Thanks for reporting this, I also just randomly input some words in Hebrew and confirm this is the case. This issue might be fixed in a future release where we try some data augmentation methods or we can find more data in Hebrew and pool them together (which hopefully can cover more cases like these). However we cannot make a promise on when that will happen. Currently we suggest you try to manually fix the problem by adding a processor that will add punct to the end of the sentence.

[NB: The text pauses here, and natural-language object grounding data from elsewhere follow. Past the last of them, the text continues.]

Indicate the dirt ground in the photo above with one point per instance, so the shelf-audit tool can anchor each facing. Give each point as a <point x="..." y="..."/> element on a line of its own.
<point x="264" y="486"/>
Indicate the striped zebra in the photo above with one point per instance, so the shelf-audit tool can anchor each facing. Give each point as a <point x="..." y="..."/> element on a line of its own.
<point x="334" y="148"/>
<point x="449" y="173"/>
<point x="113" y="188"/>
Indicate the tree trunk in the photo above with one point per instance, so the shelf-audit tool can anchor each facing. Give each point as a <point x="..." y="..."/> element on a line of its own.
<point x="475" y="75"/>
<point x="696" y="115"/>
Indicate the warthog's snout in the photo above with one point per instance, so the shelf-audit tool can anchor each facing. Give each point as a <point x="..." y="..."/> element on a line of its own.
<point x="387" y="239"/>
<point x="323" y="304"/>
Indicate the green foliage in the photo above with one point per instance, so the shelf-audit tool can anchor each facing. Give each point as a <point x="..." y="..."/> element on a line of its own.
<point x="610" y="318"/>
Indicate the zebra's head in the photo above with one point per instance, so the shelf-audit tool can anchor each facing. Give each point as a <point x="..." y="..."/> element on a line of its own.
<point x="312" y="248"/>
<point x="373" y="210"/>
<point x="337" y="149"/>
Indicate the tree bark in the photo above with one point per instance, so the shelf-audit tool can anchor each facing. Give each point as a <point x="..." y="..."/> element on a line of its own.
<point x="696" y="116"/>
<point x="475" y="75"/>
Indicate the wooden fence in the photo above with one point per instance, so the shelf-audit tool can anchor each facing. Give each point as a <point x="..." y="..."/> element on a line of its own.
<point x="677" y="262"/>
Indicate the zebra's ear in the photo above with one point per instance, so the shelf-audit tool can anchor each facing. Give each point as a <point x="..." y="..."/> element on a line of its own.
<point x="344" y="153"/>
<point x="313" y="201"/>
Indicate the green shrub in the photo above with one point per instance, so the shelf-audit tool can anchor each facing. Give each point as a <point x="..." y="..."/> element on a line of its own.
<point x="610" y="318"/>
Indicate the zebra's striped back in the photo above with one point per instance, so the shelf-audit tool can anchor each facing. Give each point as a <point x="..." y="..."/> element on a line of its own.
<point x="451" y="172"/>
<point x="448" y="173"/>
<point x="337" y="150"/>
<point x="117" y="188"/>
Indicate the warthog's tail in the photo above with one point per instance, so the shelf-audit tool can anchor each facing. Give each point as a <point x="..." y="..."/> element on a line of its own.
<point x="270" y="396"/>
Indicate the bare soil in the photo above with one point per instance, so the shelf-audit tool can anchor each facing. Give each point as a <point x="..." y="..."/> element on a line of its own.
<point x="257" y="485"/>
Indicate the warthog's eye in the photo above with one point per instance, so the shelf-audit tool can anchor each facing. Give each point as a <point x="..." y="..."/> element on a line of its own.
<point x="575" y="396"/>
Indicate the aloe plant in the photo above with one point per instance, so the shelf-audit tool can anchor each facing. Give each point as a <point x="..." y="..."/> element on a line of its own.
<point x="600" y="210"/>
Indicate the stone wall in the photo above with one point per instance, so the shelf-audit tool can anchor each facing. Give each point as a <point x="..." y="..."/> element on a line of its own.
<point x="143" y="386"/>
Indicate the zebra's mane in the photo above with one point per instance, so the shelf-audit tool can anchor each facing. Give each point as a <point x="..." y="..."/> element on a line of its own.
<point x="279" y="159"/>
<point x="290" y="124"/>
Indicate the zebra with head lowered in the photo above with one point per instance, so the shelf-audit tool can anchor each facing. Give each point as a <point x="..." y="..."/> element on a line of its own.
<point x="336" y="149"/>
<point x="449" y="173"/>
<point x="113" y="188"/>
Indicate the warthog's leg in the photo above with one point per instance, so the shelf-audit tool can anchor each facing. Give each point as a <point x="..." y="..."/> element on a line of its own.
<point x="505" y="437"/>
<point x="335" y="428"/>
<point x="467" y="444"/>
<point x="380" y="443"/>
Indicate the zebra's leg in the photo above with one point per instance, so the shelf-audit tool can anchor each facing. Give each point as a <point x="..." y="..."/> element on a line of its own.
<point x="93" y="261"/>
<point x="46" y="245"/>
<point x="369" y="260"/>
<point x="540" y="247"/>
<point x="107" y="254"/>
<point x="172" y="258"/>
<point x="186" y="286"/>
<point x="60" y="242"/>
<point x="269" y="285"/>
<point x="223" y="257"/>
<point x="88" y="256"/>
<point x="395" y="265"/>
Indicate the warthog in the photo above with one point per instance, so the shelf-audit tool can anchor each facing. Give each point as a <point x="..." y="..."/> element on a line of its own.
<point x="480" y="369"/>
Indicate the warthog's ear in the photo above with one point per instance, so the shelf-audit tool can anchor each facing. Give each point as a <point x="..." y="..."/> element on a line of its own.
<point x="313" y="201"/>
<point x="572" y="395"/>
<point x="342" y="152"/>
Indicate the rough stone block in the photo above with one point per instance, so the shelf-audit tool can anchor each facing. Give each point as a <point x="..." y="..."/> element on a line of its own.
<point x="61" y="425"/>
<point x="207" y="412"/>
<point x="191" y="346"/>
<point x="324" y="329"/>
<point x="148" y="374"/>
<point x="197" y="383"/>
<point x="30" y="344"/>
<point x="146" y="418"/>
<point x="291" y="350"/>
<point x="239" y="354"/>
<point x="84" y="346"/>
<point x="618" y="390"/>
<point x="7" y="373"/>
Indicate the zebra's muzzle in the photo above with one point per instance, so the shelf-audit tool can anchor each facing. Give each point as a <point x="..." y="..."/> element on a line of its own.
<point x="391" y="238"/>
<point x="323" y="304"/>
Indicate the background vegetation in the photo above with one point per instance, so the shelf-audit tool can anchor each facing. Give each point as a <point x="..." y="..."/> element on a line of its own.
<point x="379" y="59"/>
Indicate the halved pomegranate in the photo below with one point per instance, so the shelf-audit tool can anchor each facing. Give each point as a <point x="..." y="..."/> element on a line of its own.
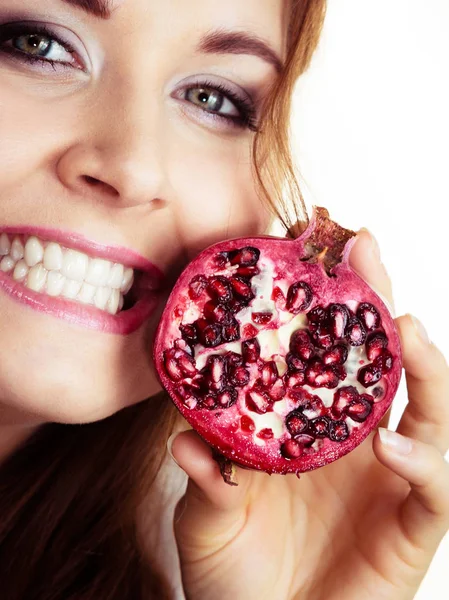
<point x="276" y="352"/>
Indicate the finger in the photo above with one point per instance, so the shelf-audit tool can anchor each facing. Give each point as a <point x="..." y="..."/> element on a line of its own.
<point x="365" y="260"/>
<point x="424" y="515"/>
<point x="426" y="417"/>
<point x="211" y="513"/>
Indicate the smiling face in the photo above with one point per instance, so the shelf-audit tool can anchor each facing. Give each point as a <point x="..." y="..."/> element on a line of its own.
<point x="132" y="150"/>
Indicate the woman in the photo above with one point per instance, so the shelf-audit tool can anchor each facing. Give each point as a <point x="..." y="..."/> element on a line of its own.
<point x="121" y="122"/>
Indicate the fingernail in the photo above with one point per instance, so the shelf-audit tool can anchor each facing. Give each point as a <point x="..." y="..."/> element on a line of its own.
<point x="170" y="441"/>
<point x="395" y="441"/>
<point x="373" y="242"/>
<point x="420" y="330"/>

Besides, if you know any additional resources in Hebrew that we can leverage, please feel free to let us know!

AngledLuffa commented 3 years ago

Would you try downloading the linked models and replacing the originals?

They should avoid the problem of always ending a sentence with punct, at the cost of a tiny bit of LAS

AngledLuffa commented 3 years ago

http://nlp.stanford.edu/~horatio/htb_depparse.pt : parser, should go in ~/stanza_resources/he/depparse/htb.pt

http://nlp.stanford.edu/~horatio/htb_pos.pt : tagger, should go in ~/stanza_resources/he/pos/htb.pt

KoichiYasuoka commented 3 years ago

Thank you @AngledLuffa , I've replaced he/depparse/htb.pt and he/pos/htb.pt:

>>> import stanza
>>> nlp=stanza.Pipeline("he")
>>> doc=nlp("על טעם וריח אין להתווכח")
>>> print(doc)
[
  [
    {
      "id": 1,
      "text": "על",
      "lemma": "על",
      "upos": "ADP",
      "xpos": "ADP",
      "head": 2,
      "deprel": "case",
      "misc": "start_char=0|end_char=2"
    },
    {
      "id": 2,
      "text": "טעם",
      "lemma": "טעם",
      "upos": "NOUN",
      "xpos": "NOUN",
      "feats": "Gender=Masc|Number=Sing",
      "head": 5,
      "deprel": "obl",
      "misc": "start_char=3|end_char=6"
    },
    {
      "id": [
        3,
        4
      ],
      "text": "וריח",
      "misc": "start_char=7|end_char=11"
    },
    {
      "id": 3,
      "text": "ו",
      "lemma": "ו",
      "upos": "CCONJ",
      "xpos": "CCONJ",
      "head": 4,
      "deprel": "cc"
    },
    {
      "id": 4,
      "text": "ריח",
      "lemma": "ריח",
      "upos": "NOUN",
      "xpos": "NOUN",
      "feats": "Gender=Masc|Number=Sing",
      "head": 2,
      "deprel": "conj"
    },
    {
      "id": 5,
      "text": "אין",
      "lemma": "אין",
      "upos": "AUX",
      "xpos": "AUX",
      "feats": "VerbType=Mod",
      "head": 6,
      "deprel": "aux",
      "misc": "start_char=12|end_char=15"
    },
    {
      "id": 6,
      "text": "להתווכח",
      "lemma": "התווכח",
      "upos": "VERB",
      "xpos": "VERB",
      "feats": "HebBinyan=HITPAEL|VerbForm=Inf",
      "head": 0,
      "deprel": "root",
      "misc": "start_char=16|end_char=23"
    }
  ]
]

Yes, yes, it's very good, very good result. Thank you again, and how did you do that?

AngledLuffa commented 3 years ago

Good to hear. What I did was added "data augmentation" to the training of two models for two languages - a fancy way of saying I removed the final punctuation from 10% of the sentences.